P14 国立国会図書館蔵
(読み)
それよりきハいよ\/
それよりきはいよいよ
き可゛それめ尓もうつくしひ
きが それめにもうつくしい
ものをミせ者奈尓も
ものをみせはなにも
可け可うのあ多゛奈
かけごうのあだ な
尓本ひを可ゞせんと
のほいをかがせんと
与び尓やり中 ノ丁 の
よびにやりなかのちょうの
夕 けしきをミせ个れハ
ゆうげしきをみせければ
目口 者奈三 人 よつて
めくちはなさんにんよって
本゛んぶのちゑを出し
ぼ んぶのちえをだし
きをすゝめて中 で
きをすすめてなかで
い川ちう川くしひと
いっちうつくしいと
於本しき於いらんを
おぼしきおいらんを
志まひ尓やる
しまいにやる
(大意)
そののち、氣はますます気が浮かれ、目にも美しいものを見せ、鼻にも色っぽいいい匂いをかがせようと、ふたりを呼びにやり、吉原の中の町の夕景色を見た。

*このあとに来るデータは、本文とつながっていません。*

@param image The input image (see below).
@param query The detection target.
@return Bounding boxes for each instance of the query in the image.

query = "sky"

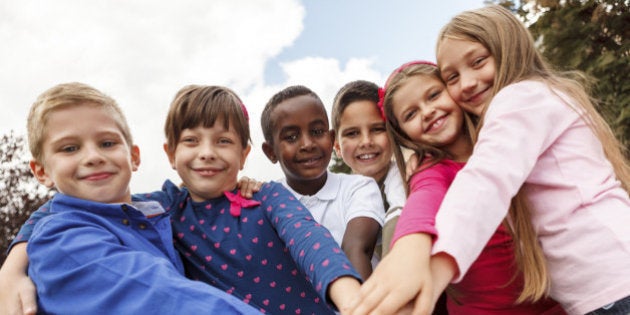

目・口・鼻はさんにんよって、凡夫の知恵を出し、氣をおだてて、吉原の一番美しいとおぼしき花魁をお座敷にかけさせた。
(補足)
「い川ちう川くしひ」、「い川ち」で区切りとわかるまでしばしかかりました。
「志まひ尓」、『㋓ 遊里で,遊女を買い切る約束などをして,ほかの客の所へ出さない。「今夜あ―・つて居て呼びにやるべえと思つた所い来さつた」〈洒落本・道中粋語録〉』とありました。